Разговор о почте понемногу иссякает. Отзвучал колокольчик, застыла над Горелым погостом белая скука зимней тишины. Ванька вздыхает, Пашка с хитрецой на него поглядывает.
— Про Гришку Ерпана ничего не слышал? — словно невзначай, спрашивает он.
Всякая новость на Горелом погосте на вес золота, про Удалого Гришку Ерпана — того дороже. Гришка — зверовщик и слывет лучшим добытчиком. Неужто стряслось что-нибудь с Ерпаном? По лицу приятеля Ванька понимает, что тот сразу новость не выложит.
— Ерпан зверовать пошёл,— отвечает он.— Про него теперь долго слуха не будет.
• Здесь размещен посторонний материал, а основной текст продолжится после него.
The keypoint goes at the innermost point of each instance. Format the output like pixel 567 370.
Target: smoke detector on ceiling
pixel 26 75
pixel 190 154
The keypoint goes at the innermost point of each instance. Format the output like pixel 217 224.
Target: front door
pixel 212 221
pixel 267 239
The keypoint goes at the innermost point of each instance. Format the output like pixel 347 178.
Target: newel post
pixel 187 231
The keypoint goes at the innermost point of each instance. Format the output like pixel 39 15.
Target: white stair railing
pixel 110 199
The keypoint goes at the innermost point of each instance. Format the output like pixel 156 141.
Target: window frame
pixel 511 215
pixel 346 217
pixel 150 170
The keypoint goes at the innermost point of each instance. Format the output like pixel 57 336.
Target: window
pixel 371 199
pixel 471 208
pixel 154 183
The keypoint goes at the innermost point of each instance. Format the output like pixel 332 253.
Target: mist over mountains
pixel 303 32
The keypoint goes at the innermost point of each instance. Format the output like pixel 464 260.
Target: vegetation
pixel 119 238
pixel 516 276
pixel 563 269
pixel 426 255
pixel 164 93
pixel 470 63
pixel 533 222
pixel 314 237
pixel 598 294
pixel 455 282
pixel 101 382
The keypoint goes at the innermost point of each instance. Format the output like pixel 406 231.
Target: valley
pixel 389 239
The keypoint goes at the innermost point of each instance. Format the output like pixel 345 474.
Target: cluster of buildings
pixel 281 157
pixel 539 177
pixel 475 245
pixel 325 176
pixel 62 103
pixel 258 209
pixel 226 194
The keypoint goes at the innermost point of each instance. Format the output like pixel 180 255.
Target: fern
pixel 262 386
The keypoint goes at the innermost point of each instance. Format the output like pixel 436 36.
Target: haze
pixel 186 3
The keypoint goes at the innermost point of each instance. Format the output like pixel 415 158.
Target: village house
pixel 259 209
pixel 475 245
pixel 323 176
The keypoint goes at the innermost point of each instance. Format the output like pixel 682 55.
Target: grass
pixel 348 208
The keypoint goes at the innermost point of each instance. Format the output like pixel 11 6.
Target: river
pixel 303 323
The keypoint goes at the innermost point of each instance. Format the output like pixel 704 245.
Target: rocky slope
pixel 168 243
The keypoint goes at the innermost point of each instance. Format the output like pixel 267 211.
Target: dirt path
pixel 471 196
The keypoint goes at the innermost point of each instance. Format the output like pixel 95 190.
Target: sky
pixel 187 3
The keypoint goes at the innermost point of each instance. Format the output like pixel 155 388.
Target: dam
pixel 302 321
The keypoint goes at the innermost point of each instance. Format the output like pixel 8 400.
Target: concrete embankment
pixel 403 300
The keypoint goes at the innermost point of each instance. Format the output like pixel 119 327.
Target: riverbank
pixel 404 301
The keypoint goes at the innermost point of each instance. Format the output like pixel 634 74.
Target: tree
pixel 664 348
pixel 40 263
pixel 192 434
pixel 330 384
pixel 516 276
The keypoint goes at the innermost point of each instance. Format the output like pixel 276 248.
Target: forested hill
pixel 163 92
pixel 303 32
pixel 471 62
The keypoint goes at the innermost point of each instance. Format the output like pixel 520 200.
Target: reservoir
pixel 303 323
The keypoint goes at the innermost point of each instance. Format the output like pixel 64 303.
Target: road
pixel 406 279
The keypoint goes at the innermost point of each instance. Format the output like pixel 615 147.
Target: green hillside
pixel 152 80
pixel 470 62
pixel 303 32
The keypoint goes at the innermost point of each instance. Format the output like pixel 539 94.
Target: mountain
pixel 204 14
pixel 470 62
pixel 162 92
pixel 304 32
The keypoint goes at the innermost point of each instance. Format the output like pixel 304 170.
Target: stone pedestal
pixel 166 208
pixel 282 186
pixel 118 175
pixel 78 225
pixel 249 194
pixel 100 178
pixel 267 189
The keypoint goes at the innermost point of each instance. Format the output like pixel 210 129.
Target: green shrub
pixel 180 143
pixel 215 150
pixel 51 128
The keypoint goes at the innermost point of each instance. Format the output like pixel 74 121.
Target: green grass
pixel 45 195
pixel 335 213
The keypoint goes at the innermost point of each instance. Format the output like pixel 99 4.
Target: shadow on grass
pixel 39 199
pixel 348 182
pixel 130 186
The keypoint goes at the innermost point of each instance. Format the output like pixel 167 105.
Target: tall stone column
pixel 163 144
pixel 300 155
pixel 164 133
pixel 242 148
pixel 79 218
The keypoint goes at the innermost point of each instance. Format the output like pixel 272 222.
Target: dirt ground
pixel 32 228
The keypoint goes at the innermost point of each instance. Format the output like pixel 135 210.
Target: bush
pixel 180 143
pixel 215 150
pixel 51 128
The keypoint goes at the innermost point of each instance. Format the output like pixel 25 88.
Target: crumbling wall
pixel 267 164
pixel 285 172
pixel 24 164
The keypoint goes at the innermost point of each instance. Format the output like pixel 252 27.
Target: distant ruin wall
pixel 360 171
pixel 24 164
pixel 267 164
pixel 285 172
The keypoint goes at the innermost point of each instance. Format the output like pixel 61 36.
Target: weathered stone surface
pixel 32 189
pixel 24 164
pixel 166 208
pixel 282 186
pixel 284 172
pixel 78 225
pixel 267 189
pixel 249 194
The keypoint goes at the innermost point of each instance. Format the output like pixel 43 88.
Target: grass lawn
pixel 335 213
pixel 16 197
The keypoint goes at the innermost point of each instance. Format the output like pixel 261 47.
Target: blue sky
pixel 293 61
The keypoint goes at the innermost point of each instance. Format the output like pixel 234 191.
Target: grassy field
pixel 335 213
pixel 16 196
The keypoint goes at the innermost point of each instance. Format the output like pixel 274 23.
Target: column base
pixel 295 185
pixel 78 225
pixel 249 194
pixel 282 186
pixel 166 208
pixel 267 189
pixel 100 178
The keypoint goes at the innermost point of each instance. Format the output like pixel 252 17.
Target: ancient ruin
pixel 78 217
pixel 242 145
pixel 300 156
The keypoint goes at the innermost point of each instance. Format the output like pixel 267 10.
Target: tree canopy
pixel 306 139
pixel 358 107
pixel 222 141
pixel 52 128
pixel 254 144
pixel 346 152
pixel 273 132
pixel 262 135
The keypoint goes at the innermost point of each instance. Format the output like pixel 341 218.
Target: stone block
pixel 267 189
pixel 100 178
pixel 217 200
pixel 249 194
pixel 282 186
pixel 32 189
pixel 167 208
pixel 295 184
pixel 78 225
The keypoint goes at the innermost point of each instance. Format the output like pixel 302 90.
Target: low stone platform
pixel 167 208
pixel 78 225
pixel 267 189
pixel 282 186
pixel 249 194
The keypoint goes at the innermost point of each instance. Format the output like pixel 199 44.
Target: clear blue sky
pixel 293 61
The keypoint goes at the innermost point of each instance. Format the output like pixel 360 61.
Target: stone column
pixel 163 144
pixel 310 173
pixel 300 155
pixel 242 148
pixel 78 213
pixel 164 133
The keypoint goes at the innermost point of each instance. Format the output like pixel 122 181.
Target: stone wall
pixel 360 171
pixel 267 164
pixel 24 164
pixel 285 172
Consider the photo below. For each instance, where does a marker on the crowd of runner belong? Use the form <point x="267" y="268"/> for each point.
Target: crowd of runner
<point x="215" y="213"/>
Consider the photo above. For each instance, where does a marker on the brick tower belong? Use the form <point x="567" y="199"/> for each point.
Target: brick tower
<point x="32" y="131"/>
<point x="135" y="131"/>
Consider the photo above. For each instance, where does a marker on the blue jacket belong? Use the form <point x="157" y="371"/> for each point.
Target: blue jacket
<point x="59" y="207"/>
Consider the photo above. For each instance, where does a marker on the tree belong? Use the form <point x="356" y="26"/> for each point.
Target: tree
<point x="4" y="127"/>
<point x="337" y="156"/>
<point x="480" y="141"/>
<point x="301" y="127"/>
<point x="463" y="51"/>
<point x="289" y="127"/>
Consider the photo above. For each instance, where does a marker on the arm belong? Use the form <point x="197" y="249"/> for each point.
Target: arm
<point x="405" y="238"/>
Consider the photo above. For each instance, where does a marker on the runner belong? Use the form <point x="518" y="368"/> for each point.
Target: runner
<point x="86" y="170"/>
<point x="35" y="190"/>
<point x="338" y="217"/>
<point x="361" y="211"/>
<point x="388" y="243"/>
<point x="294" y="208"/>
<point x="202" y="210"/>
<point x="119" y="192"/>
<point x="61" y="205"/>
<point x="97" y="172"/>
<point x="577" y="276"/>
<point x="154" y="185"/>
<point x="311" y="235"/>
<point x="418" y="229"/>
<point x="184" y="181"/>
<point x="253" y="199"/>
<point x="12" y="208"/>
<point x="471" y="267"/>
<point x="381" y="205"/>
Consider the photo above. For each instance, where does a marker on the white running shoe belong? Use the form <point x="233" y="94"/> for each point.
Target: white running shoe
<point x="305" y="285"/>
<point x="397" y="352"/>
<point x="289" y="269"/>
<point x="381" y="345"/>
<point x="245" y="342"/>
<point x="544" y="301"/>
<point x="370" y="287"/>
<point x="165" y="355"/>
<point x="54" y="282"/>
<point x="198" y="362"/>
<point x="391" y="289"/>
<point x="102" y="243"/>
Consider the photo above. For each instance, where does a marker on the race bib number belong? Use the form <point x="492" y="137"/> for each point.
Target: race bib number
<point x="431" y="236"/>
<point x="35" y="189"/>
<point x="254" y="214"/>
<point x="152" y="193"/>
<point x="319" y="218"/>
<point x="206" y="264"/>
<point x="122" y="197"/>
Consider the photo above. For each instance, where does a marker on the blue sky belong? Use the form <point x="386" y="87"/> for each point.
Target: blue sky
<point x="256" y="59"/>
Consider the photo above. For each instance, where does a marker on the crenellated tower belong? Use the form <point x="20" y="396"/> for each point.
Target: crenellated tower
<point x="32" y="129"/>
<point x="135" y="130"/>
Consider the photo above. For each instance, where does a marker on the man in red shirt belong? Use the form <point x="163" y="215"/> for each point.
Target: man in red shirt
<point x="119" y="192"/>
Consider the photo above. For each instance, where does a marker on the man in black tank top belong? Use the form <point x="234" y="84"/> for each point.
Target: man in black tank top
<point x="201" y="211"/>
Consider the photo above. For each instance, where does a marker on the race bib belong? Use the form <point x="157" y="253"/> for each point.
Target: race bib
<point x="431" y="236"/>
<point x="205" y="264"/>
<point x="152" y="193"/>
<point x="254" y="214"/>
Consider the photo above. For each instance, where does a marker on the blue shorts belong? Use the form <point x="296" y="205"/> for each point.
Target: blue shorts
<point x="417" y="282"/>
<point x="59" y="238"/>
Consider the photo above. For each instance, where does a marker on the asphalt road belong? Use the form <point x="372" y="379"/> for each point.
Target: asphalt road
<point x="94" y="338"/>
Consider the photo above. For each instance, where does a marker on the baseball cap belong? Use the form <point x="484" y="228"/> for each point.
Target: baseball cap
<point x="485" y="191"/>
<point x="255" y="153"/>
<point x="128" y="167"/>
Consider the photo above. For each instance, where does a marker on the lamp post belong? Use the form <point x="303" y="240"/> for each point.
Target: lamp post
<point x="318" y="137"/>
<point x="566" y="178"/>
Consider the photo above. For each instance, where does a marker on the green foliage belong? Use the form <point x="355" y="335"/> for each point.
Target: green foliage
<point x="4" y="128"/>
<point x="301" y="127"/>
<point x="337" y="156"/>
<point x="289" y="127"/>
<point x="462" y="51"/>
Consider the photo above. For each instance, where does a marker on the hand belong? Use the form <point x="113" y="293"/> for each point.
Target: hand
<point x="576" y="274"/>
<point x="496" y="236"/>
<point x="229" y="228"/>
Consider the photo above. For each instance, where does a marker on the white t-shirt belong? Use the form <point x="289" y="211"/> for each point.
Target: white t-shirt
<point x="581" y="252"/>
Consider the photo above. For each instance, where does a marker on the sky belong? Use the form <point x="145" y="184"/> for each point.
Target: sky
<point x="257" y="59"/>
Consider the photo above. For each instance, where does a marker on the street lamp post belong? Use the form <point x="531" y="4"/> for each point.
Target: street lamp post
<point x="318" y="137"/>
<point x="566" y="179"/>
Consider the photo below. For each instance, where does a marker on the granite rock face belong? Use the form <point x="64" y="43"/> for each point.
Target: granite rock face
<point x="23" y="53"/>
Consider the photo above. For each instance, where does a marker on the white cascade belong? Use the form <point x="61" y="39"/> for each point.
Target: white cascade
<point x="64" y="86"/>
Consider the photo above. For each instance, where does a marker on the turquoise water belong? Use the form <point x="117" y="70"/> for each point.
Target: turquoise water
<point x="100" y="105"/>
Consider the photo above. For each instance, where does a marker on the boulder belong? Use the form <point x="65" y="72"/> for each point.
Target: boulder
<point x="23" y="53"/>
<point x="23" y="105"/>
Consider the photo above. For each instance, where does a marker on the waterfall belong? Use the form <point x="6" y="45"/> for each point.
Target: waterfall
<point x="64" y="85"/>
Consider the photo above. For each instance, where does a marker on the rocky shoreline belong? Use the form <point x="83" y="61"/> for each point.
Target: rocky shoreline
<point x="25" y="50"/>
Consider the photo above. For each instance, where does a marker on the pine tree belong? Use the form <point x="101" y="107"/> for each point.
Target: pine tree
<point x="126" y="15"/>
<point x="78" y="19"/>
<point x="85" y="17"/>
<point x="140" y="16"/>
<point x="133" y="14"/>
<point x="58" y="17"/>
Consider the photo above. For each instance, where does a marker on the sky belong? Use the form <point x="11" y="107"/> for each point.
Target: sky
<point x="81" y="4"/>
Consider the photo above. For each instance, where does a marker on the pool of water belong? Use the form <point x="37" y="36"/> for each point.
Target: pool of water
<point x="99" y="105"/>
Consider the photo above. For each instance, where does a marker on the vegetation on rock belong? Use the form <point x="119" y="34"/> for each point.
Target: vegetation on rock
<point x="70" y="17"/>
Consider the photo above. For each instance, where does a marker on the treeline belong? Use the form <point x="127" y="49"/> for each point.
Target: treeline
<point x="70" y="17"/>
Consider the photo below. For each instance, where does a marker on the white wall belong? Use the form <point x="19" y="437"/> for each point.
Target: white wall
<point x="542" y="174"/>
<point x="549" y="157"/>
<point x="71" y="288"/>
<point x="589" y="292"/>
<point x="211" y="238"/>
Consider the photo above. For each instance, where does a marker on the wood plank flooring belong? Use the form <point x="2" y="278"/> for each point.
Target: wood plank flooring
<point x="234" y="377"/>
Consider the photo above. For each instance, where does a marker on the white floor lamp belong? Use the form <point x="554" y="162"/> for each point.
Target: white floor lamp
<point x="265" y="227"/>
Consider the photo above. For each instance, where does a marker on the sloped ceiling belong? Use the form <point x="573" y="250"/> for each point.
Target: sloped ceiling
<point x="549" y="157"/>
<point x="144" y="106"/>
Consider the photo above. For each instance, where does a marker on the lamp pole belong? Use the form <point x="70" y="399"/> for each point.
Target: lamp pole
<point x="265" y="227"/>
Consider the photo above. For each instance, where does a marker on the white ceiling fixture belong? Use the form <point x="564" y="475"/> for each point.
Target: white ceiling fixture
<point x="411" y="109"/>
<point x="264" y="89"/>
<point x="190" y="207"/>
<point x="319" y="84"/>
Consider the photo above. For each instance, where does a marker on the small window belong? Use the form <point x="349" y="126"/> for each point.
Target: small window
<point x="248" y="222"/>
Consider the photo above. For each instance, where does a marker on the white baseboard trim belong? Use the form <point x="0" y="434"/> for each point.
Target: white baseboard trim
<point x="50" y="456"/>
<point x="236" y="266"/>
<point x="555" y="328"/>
— Отзверовал!—таинственно сообщает Пашка и, желая помучить приятеля, смолкает.
— А что?
— Да вот то...
— Что с ним случилось?
— Вернулся...
Не было еще случая, чтобы Ернан возвращался с промысла до срока.
— Без добычи?
— Какая добыча! Дюжину хвостов принес, не боле...
— Может, заболел?
Пашка даже не отвечает на такую малоинтересную догадку.
И здесь на Ваньку снисходит вдохновение. Притворившись, что неожиданное возвращение Ерпана ничуть его не интересует, он говорит:
— Ну и хрен с ним, Ерпаном, коли вернулся!.. Прощай.
еретик, мне домой надо: мать велела скорее приходить.
Хитрость удается на славу. Теперь уже Пашке не терпится как можно скорее все рассказать. Новость тем и дорога, что ею поделиться можно. Не поделишься, будет она тяготить, как неразменный рубль...
— Обожди...— просит он.— Ты Гришкино ружье знаешь?
— А то! Он его сам давал мне в руках подержать. Тяжелое!
— Порвалось!
У Ерпана ружье порвалось!.. Ради такой новости не то что уши поднять, малахай с головы сбросить не жаль!
— Врешь! — не верит Ванька. — Ерпану ружье от отца перешло, ему сто лет, такое не порвется.